Two-fifths of SMEs admit to payroll errors

payroll smes errors

New research from workforce management platform Rippling reveals that 39 per cent of SMEs have made a payroll error in the past two years, posing a significant compliance risk for businesses ahead of impending IR reform changes,

The most common errors include under- or over-paying an employee (57 per cent), delayed payment (27 per cent), misgrading an employee (17 per cent) and not making superannuation payments (eight per cent). Subsequently, 35 per cent of companies are actively looking to switch their existing HR and payroll systems in the next 12 months.

IR changes under the Closing the Loopholes bill may further compound the issue as the bill criminalises and substantially penalises wage theft. The research notes that this places a significant burden on HR and payroll teams, as 53 per cent of respondents believe it will add more complexity and stress to the payroll function.

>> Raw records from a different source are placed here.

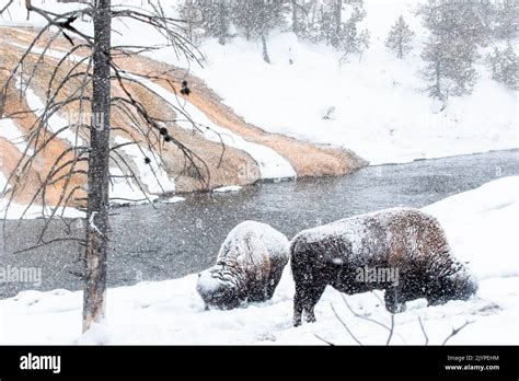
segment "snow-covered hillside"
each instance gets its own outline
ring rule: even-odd
[[[519,177],[505,177],[425,208],[445,226],[453,252],[480,277],[477,295],[469,301],[426,307],[407,303],[395,315],[391,344],[438,345],[470,322],[448,344],[519,344],[517,326]],[[216,256],[216,253],[215,253]],[[327,288],[315,312],[318,322],[292,327],[293,282],[287,266],[273,300],[232,311],[204,311],[195,291],[197,276],[140,282],[108,290],[107,320],[85,335],[81,332],[82,293],[67,290],[24,291],[0,301],[2,344],[356,344],[341,322],[362,344],[384,345],[389,332],[355,316],[342,295]],[[359,315],[391,325],[379,299],[382,292],[346,297]],[[320,338],[318,338],[318,336]]]
[[[439,111],[419,74],[427,32],[413,14],[418,2],[365,2],[371,46],[349,62],[339,65],[341,54],[330,47],[277,33],[269,42],[272,65],[261,59],[260,43],[237,38],[226,46],[205,43],[207,67],[194,69],[247,122],[347,147],[372,164],[518,147],[518,93],[493,81],[483,59],[474,92]],[[384,47],[400,14],[416,33],[404,59]]]
[[[339,64],[342,54],[327,46],[300,42],[279,31],[268,41],[272,65],[263,61],[260,42],[241,37],[224,46],[216,39],[205,41],[200,46],[204,68],[187,64],[171,48],[152,56],[188,66],[251,124],[270,132],[346,147],[372,164],[517,148],[518,93],[491,79],[483,55],[471,95],[451,97],[440,111],[423,91],[419,55],[427,31],[414,14],[419,2],[366,0],[362,27],[371,34],[370,47],[361,56],[350,56],[348,62]],[[175,15],[175,3],[164,8],[168,14]],[[384,47],[388,32],[401,14],[416,33],[413,50],[404,59]],[[25,11],[19,7],[3,22],[23,25],[24,19]],[[31,24],[42,22],[35,15]],[[86,31],[91,24],[79,27]],[[118,32],[113,36],[116,44],[150,44],[142,25],[116,22],[114,28]]]

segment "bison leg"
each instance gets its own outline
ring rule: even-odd
[[[301,318],[304,311],[304,321],[308,323],[315,322],[314,307],[324,292],[326,284],[307,286],[303,289],[296,287],[296,296],[293,297],[293,326],[301,325]]]
[[[301,316],[302,316],[302,300],[301,300],[301,293],[296,292],[293,297],[293,319],[292,319],[292,324],[293,326],[299,326],[301,325]]]

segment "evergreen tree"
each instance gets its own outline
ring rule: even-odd
[[[346,18],[345,18],[346,15]],[[360,53],[369,46],[369,32],[358,31],[357,24],[364,20],[364,0],[334,0],[324,2],[319,10],[314,27],[316,41],[324,41],[345,56]]]
[[[218,38],[224,45],[230,36],[232,4],[230,0],[186,0],[178,7],[182,20],[186,21],[186,36],[196,37],[195,30],[203,36]]]
[[[512,90],[519,90],[519,58],[510,44],[503,50],[495,48],[494,53],[488,55],[487,64],[494,80]]]
[[[267,39],[272,30],[286,24],[288,8],[284,1],[235,0],[233,22],[247,39],[261,39],[263,59],[270,64]]]
[[[389,33],[385,46],[396,54],[396,57],[403,58],[406,53],[411,50],[411,42],[415,33],[411,31],[410,26],[401,15],[393,24]]]
[[[494,12],[494,36],[506,41],[517,38],[519,36],[519,1],[496,1]]]
[[[427,62],[423,76],[430,96],[446,101],[449,95],[470,94],[477,76],[473,67],[481,30],[469,1],[429,0],[419,8],[424,24],[430,31],[422,58]]]

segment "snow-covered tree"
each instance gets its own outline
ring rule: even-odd
[[[396,54],[396,57],[403,58],[405,54],[411,50],[411,42],[415,33],[410,28],[410,25],[400,16],[399,20],[391,26],[391,31],[385,39],[385,46]]]
[[[186,21],[186,36],[194,39],[195,30],[204,36],[216,37],[221,45],[230,38],[232,3],[230,0],[185,0],[178,5],[182,20]]]
[[[429,0],[419,14],[430,32],[422,53],[429,95],[446,101],[449,95],[470,94],[477,79],[473,65],[481,41],[471,2]]]
[[[495,3],[494,36],[510,41],[519,36],[519,1],[498,0]]]
[[[260,39],[263,59],[269,64],[267,39],[270,31],[286,25],[287,3],[284,1],[235,0],[233,22],[247,39]]]
[[[357,25],[366,16],[364,0],[333,0],[319,9],[318,22],[313,24],[315,41],[323,41],[345,56],[360,53],[369,46],[369,32]]]
[[[3,2],[0,5],[0,14],[7,12],[13,3],[13,0]],[[158,31],[159,38],[162,36],[165,39],[164,43],[175,47],[177,54],[184,55],[187,59],[197,59],[197,56],[189,42],[178,34],[177,20],[168,16],[158,0],[148,0],[143,8],[116,7],[111,0],[96,0],[88,4],[78,4],[77,9],[62,13],[48,10],[45,5],[35,5],[30,0],[25,1],[25,7],[28,14],[37,14],[45,24],[27,44],[19,61],[10,67],[8,78],[0,84],[1,97],[24,96],[27,99],[28,86],[38,71],[48,72],[50,80],[43,109],[38,111],[34,123],[28,122],[32,126],[31,134],[27,136],[27,147],[32,147],[33,150],[24,151],[10,174],[7,183],[14,185],[9,189],[9,195],[4,193],[8,185],[4,189],[0,189],[0,194],[5,194],[9,198],[5,215],[11,203],[21,195],[30,199],[27,209],[37,203],[43,205],[45,222],[37,234],[35,245],[27,250],[62,241],[73,241],[84,246],[82,322],[83,331],[86,331],[93,323],[102,322],[104,319],[107,252],[111,236],[109,185],[116,177],[111,174],[111,165],[116,165],[120,170],[130,187],[132,186],[130,181],[134,181],[134,186],[140,189],[146,188],[135,172],[138,169],[128,165],[120,149],[126,146],[138,146],[143,155],[142,165],[151,163],[162,165],[162,146],[170,143],[183,152],[187,162],[198,173],[200,173],[199,168],[207,170],[203,162],[200,165],[200,161],[196,161],[199,160],[196,153],[170,135],[166,126],[173,126],[174,119],[155,116],[154,112],[150,112],[147,105],[139,101],[140,97],[135,91],[138,89],[138,92],[146,93],[148,96],[157,96],[146,83],[162,80],[173,85],[172,79],[166,73],[137,76],[131,73],[129,68],[139,51],[155,51],[162,45],[113,45],[112,21],[131,20],[145,26],[152,25]],[[74,22],[81,14],[86,14],[93,20],[93,33],[85,34],[76,27]],[[65,46],[59,50],[62,58],[49,57],[50,60],[56,60],[49,65],[46,62],[47,58],[43,59],[44,55],[41,55],[37,49],[42,46],[43,51],[50,51],[59,36],[65,37],[70,46],[68,49]],[[34,59],[35,56],[39,59]],[[188,89],[187,83],[183,82],[181,93],[187,94],[185,91]],[[180,84],[177,86],[180,88]],[[113,88],[117,89],[116,94],[112,91]],[[166,100],[164,102],[171,107],[172,113],[186,116],[178,105]],[[82,116],[89,115],[89,117],[80,117],[79,120],[69,118],[68,125],[61,127],[59,131],[49,134],[50,119],[59,113],[67,113],[69,106],[77,107]],[[24,113],[32,113],[32,111],[16,109],[8,113],[1,107],[0,118],[21,117]],[[125,120],[123,126],[114,123],[113,115],[118,115]],[[30,117],[28,120],[32,118]],[[195,124],[194,127],[198,128]],[[71,134],[73,139],[70,139],[62,150],[53,151],[54,162],[50,169],[48,172],[38,173],[39,184],[36,189],[28,189],[24,181],[28,181],[33,164],[41,160],[39,154],[43,151],[62,139],[65,134]],[[117,143],[111,138],[115,134],[124,134],[131,140]],[[145,157],[145,151],[139,143],[146,146],[153,157]],[[86,188],[78,185],[78,176],[86,176]],[[159,182],[158,178],[157,181]],[[51,200],[48,196],[49,189],[55,189],[57,185],[62,185],[59,199]],[[162,187],[160,182],[159,185]],[[142,190],[142,196],[149,200],[145,190]],[[81,207],[86,211],[85,229],[79,236],[72,232],[70,222],[62,218],[65,207],[70,205]],[[64,223],[64,235],[47,240],[46,232],[53,221],[56,222],[53,227]]]
[[[496,47],[487,56],[487,65],[493,79],[505,83],[512,90],[519,90],[519,57],[510,44],[503,50]]]

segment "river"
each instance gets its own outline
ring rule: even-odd
[[[348,176],[261,183],[239,193],[193,194],[177,204],[117,208],[111,218],[109,287],[163,280],[214,264],[228,232],[247,219],[280,230],[289,239],[302,229],[396,206],[424,207],[476,188],[500,176],[519,174],[519,150],[368,166]],[[39,268],[41,284],[0,282],[0,298],[25,289],[81,289],[82,249],[62,242],[13,254],[34,241],[41,220],[7,222],[0,265]],[[81,223],[72,223],[82,231]],[[54,223],[47,238],[59,236]]]

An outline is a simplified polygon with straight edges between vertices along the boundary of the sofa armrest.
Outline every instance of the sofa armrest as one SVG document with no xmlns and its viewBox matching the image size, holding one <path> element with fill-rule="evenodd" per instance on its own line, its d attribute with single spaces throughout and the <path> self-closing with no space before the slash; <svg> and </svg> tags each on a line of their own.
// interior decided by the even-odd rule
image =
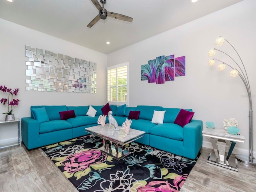
<svg viewBox="0 0 256 192">
<path fill-rule="evenodd" d="M 184 146 L 198 152 L 203 144 L 202 121 L 192 120 L 183 128 Z"/>
<path fill-rule="evenodd" d="M 32 148 L 30 144 L 39 138 L 39 122 L 30 117 L 21 118 L 22 140 L 28 149 Z"/>
</svg>

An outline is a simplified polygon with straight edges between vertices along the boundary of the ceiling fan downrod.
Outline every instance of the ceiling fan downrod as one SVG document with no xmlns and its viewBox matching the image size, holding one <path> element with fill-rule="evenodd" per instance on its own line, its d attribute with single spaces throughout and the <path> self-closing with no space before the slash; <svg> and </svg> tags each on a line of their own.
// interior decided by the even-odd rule
<svg viewBox="0 0 256 192">
<path fill-rule="evenodd" d="M 101 19 L 106 19 L 108 16 L 108 11 L 104 8 L 104 4 L 106 3 L 106 0 L 100 0 L 100 2 L 102 4 L 102 10 L 100 11 L 100 18 Z"/>
</svg>

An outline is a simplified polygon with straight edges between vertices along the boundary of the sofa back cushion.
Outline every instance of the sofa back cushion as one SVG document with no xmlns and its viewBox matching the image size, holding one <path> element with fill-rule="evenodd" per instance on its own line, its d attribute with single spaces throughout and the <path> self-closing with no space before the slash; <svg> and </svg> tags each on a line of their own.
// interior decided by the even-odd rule
<svg viewBox="0 0 256 192">
<path fill-rule="evenodd" d="M 130 113 L 130 111 L 136 111 L 136 107 L 128 107 L 126 106 L 126 107 L 125 109 L 125 116 L 126 117 L 128 117 L 129 116 L 129 114 Z"/>
<path fill-rule="evenodd" d="M 85 115 L 88 109 L 87 106 L 67 106 L 67 110 L 74 110 L 75 111 L 75 114 L 76 116 Z"/>
<path fill-rule="evenodd" d="M 180 108 L 163 108 L 162 110 L 166 111 L 164 114 L 164 123 L 174 123 L 180 109 Z M 192 109 L 186 109 L 186 110 L 192 111 Z"/>
<path fill-rule="evenodd" d="M 161 111 L 162 108 L 162 107 L 158 106 L 138 105 L 136 108 L 136 110 L 140 111 L 140 119 L 149 120 L 151 121 L 152 120 L 154 111 L 155 110 L 156 111 Z"/>
<path fill-rule="evenodd" d="M 116 114 L 116 110 L 117 110 L 117 106 L 114 105 L 110 105 L 110 108 L 111 109 L 111 110 L 112 112 L 113 112 L 113 114 L 114 115 L 115 115 Z"/>
<path fill-rule="evenodd" d="M 41 108 L 44 107 L 46 110 L 49 120 L 50 121 L 52 120 L 57 120 L 60 119 L 60 112 L 63 111 L 67 110 L 67 106 L 66 105 L 58 105 L 58 106 L 50 106 L 50 105 L 43 105 L 43 106 L 31 106 L 30 109 L 32 108 Z M 31 113 L 31 118 L 33 117 Z"/>
<path fill-rule="evenodd" d="M 126 104 L 118 106 L 116 108 L 116 116 L 125 116 Z"/>
<path fill-rule="evenodd" d="M 49 121 L 49 118 L 45 108 L 32 108 L 31 110 L 33 118 L 38 121 L 39 123 Z"/>
<path fill-rule="evenodd" d="M 101 108 L 104 106 L 104 105 L 91 105 L 91 106 L 97 111 L 96 114 L 95 114 L 96 116 L 103 115 L 103 113 L 102 113 L 102 111 L 101 110 Z M 88 106 L 88 107 L 89 108 L 89 106 Z"/>
</svg>

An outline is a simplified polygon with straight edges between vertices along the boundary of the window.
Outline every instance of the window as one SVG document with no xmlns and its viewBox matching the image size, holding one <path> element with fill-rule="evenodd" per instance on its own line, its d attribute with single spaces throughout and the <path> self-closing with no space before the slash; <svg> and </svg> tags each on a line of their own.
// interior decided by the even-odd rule
<svg viewBox="0 0 256 192">
<path fill-rule="evenodd" d="M 128 104 L 128 64 L 126 62 L 108 68 L 108 101 L 110 104 Z"/>
</svg>

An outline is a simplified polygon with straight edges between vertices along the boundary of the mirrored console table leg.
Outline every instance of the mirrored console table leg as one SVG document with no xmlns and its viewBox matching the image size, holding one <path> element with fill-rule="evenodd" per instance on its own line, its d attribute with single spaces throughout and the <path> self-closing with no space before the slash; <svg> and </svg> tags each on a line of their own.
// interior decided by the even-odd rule
<svg viewBox="0 0 256 192">
<path fill-rule="evenodd" d="M 214 153 L 210 154 L 207 159 L 207 162 L 234 171 L 238 171 L 237 160 L 230 157 L 236 142 L 228 140 L 221 140 L 218 138 L 212 137 L 208 138 L 212 143 Z M 225 153 L 226 146 L 228 148 L 228 152 L 226 156 Z"/>
</svg>

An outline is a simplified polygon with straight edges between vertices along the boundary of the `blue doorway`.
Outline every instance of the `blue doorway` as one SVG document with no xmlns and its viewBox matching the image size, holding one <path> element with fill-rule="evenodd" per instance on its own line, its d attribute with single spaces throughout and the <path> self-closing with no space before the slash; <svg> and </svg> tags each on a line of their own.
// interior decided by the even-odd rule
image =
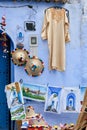
<svg viewBox="0 0 87 130">
<path fill-rule="evenodd" d="M 2 31 L 0 30 L 0 35 Z M 11 38 L 6 34 L 8 53 L 3 52 L 2 40 L 0 40 L 0 130 L 11 130 L 10 112 L 7 107 L 5 85 L 12 81 L 12 66 L 10 52 L 13 48 Z M 12 70 L 12 71 L 11 71 Z"/>
</svg>

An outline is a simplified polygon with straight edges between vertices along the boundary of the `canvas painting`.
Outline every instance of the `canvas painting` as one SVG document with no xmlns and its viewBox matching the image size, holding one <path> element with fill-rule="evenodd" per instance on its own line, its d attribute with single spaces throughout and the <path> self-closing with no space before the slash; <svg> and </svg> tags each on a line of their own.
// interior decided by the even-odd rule
<svg viewBox="0 0 87 130">
<path fill-rule="evenodd" d="M 11 120 L 23 120 L 26 117 L 23 105 L 18 105 L 10 109 Z"/>
<path fill-rule="evenodd" d="M 8 108 L 24 104 L 20 83 L 14 82 L 6 85 L 5 92 L 7 96 Z"/>
<path fill-rule="evenodd" d="M 80 89 L 79 87 L 66 87 L 63 89 L 63 112 L 80 111 Z"/>
<path fill-rule="evenodd" d="M 85 91 L 86 91 L 86 88 L 87 87 L 80 87 L 80 101 L 83 101 L 83 99 L 84 99 L 84 95 L 85 95 Z"/>
<path fill-rule="evenodd" d="M 35 101 L 45 101 L 47 88 L 42 85 L 34 84 L 23 84 L 22 92 L 23 96 L 26 99 L 35 100 Z"/>
<path fill-rule="evenodd" d="M 45 112 L 60 113 L 61 90 L 59 87 L 48 87 Z"/>
</svg>

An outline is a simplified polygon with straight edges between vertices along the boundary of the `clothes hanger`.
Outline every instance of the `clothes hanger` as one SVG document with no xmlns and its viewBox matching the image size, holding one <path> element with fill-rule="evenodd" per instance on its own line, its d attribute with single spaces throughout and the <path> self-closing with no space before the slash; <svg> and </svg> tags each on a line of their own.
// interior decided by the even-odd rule
<svg viewBox="0 0 87 130">
<path fill-rule="evenodd" d="M 48 9 L 51 9 L 51 8 L 64 9 L 64 10 L 66 11 L 66 15 L 67 15 L 68 22 L 69 22 L 69 10 L 68 10 L 68 9 L 66 9 L 66 8 L 64 8 L 64 7 L 62 7 L 62 6 L 56 6 L 56 5 L 54 5 L 54 6 L 52 6 L 52 7 L 48 7 L 47 9 L 45 9 L 45 13 L 46 13 L 46 11 L 47 11 Z"/>
</svg>

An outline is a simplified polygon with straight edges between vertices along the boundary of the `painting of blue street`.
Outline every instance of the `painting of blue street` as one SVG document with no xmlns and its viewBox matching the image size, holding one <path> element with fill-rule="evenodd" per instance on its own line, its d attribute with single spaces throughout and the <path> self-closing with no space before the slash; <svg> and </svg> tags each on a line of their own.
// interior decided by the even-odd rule
<svg viewBox="0 0 87 130">
<path fill-rule="evenodd" d="M 45 102 L 45 111 L 59 113 L 60 111 L 60 96 L 62 88 L 48 87 L 47 97 Z"/>
<path fill-rule="evenodd" d="M 26 84 L 22 85 L 23 96 L 26 99 L 35 101 L 45 101 L 47 88 L 42 85 Z"/>
</svg>

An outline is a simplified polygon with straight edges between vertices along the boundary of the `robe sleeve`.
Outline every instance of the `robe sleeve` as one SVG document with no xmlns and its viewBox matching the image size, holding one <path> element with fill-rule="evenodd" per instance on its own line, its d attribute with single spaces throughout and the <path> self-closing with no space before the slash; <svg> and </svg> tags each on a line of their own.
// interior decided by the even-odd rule
<svg viewBox="0 0 87 130">
<path fill-rule="evenodd" d="M 65 12 L 65 42 L 70 42 L 69 21 Z"/>
<path fill-rule="evenodd" d="M 47 39 L 47 16 L 46 16 L 46 12 L 44 13 L 44 21 L 43 21 L 43 25 L 42 25 L 42 32 L 41 32 L 41 37 L 43 40 Z"/>
</svg>

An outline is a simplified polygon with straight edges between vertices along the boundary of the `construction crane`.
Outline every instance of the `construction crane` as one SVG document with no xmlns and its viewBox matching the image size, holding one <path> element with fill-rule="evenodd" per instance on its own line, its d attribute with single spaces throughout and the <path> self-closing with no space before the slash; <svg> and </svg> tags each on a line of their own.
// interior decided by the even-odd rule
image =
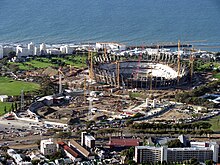
<svg viewBox="0 0 220 165">
<path fill-rule="evenodd" d="M 137 64 L 137 68 L 134 72 L 134 78 L 137 80 L 138 79 L 138 74 L 139 74 L 139 70 L 140 70 L 140 65 L 141 65 L 141 59 L 142 59 L 142 53 L 139 54 L 138 56 L 138 64 Z"/>
<path fill-rule="evenodd" d="M 117 87 L 120 87 L 120 62 L 116 61 Z"/>
<path fill-rule="evenodd" d="M 105 60 L 107 61 L 107 49 L 106 48 L 104 48 L 104 54 L 105 54 Z"/>
<path fill-rule="evenodd" d="M 178 41 L 178 57 L 177 57 L 178 69 L 177 69 L 177 84 L 180 81 L 180 41 Z"/>
<path fill-rule="evenodd" d="M 192 82 L 192 79 L 193 79 L 193 64 L 194 64 L 194 58 L 193 58 L 193 55 L 191 54 L 190 55 L 190 59 L 189 59 L 189 62 L 190 62 L 190 81 Z"/>
<path fill-rule="evenodd" d="M 93 73 L 93 52 L 88 51 L 88 60 L 90 60 L 90 66 L 89 66 L 89 78 L 90 80 L 94 79 L 94 73 Z"/>
<path fill-rule="evenodd" d="M 61 71 L 61 67 L 58 69 L 59 74 L 59 94 L 62 93 L 62 75 L 64 76 L 63 72 Z"/>
<path fill-rule="evenodd" d="M 86 76 L 84 76 L 84 103 L 86 103 Z"/>
</svg>

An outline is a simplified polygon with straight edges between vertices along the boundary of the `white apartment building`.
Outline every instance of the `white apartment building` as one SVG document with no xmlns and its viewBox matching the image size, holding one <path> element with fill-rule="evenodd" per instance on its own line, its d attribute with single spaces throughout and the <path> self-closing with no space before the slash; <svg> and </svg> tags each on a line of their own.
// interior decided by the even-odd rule
<svg viewBox="0 0 220 165">
<path fill-rule="evenodd" d="M 4 46 L 3 47 L 3 57 L 8 56 L 9 52 L 14 51 L 14 48 L 12 46 Z"/>
<path fill-rule="evenodd" d="M 36 46 L 34 47 L 34 55 L 36 55 L 36 56 L 41 55 L 40 48 L 38 48 Z"/>
<path fill-rule="evenodd" d="M 47 49 L 47 50 L 46 50 L 46 53 L 47 53 L 47 54 L 59 55 L 61 52 L 60 52 L 60 50 L 58 50 L 58 49 L 51 48 L 51 49 Z"/>
<path fill-rule="evenodd" d="M 115 43 L 115 42 L 97 42 L 96 49 L 100 49 L 100 48 L 123 51 L 123 50 L 126 50 L 126 45 Z"/>
<path fill-rule="evenodd" d="M 26 56 L 28 56 L 30 54 L 29 54 L 29 50 L 28 50 L 27 47 L 18 45 L 16 47 L 16 55 L 17 55 L 17 57 L 22 57 L 22 56 L 26 57 Z"/>
<path fill-rule="evenodd" d="M 41 140 L 40 152 L 43 155 L 52 155 L 57 151 L 57 146 L 52 139 Z"/>
<path fill-rule="evenodd" d="M 64 45 L 60 47 L 60 52 L 62 54 L 72 54 L 75 48 L 69 45 Z"/>
<path fill-rule="evenodd" d="M 34 55 L 34 50 L 35 50 L 34 44 L 32 42 L 29 43 L 28 44 L 29 55 Z"/>
<path fill-rule="evenodd" d="M 85 135 L 85 146 L 88 148 L 94 148 L 95 138 L 91 135 Z"/>
<path fill-rule="evenodd" d="M 2 59 L 3 58 L 3 47 L 2 46 L 0 46 L 0 59 Z"/>
<path fill-rule="evenodd" d="M 134 160 L 146 162 L 180 162 L 196 158 L 199 162 L 213 160 L 218 162 L 219 145 L 210 143 L 209 147 L 167 148 L 136 146 Z"/>
<path fill-rule="evenodd" d="M 41 54 L 41 55 L 46 54 L 46 45 L 45 45 L 45 43 L 42 43 L 42 44 L 40 45 L 40 54 Z"/>
</svg>

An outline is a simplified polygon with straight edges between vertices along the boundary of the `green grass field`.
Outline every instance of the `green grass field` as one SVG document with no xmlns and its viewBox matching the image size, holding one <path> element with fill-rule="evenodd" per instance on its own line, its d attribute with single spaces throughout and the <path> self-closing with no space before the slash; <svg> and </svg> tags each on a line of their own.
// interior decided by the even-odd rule
<svg viewBox="0 0 220 165">
<path fill-rule="evenodd" d="M 15 81 L 7 77 L 0 77 L 0 95 L 18 96 L 21 90 L 33 91 L 40 88 L 39 84 Z"/>
<path fill-rule="evenodd" d="M 65 58 L 52 57 L 51 59 L 45 57 L 38 57 L 37 59 L 30 60 L 23 63 L 11 63 L 16 64 L 20 70 L 33 70 L 35 68 L 47 68 L 50 66 L 57 66 L 58 64 L 52 62 L 53 60 L 58 60 L 64 62 L 65 65 L 71 65 L 74 68 L 86 67 L 86 55 L 69 55 Z"/>
<path fill-rule="evenodd" d="M 2 103 L 2 102 L 0 102 L 0 116 L 5 114 L 5 107 L 6 107 L 6 110 L 9 111 L 9 109 L 11 108 L 11 104 L 12 103 Z"/>
</svg>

Given these repercussions of the IR reforms, the research also noted that 50 per cent of companies are reassessing how they manage payroll. In addition, SMEs are also looking to avoid pain points that include keeping up with legislation and compliance obligations (40 per cent), the length of time it takes to process (34 per cent), the cost per employee (24 per cent) and complexity (23 per cent).

Aside from the IR reforms, another headache for HR teams is their company’s shift towards remote working and hiring more geographically dispersed staff, with 58 per cent agreeing that this has created an additional layer of complexity.

According to the report, the reliance of 48 per cent of small businesses on outdated and non-automated systems is contributing significantly to these issues and the high rate of error on payroll. Repeating this process across multiple siloed systems is then exacerbating the issue, with 45 per cent of SMEs employing three or more solutions, and11 per cent using five or more, further complicating the process and increasing the margin for error.

“Paying your employees is a fundamental part of operating a business, but it’s something that companies are getting wrong again and again,” Matt Loop, VP and Head of Asia at Rippling, said. “Payroll errors can be hugely detrimental to employee morale and damage company reputation, so it’s imperative that companies do all they can to limit the risk of human error taking place.”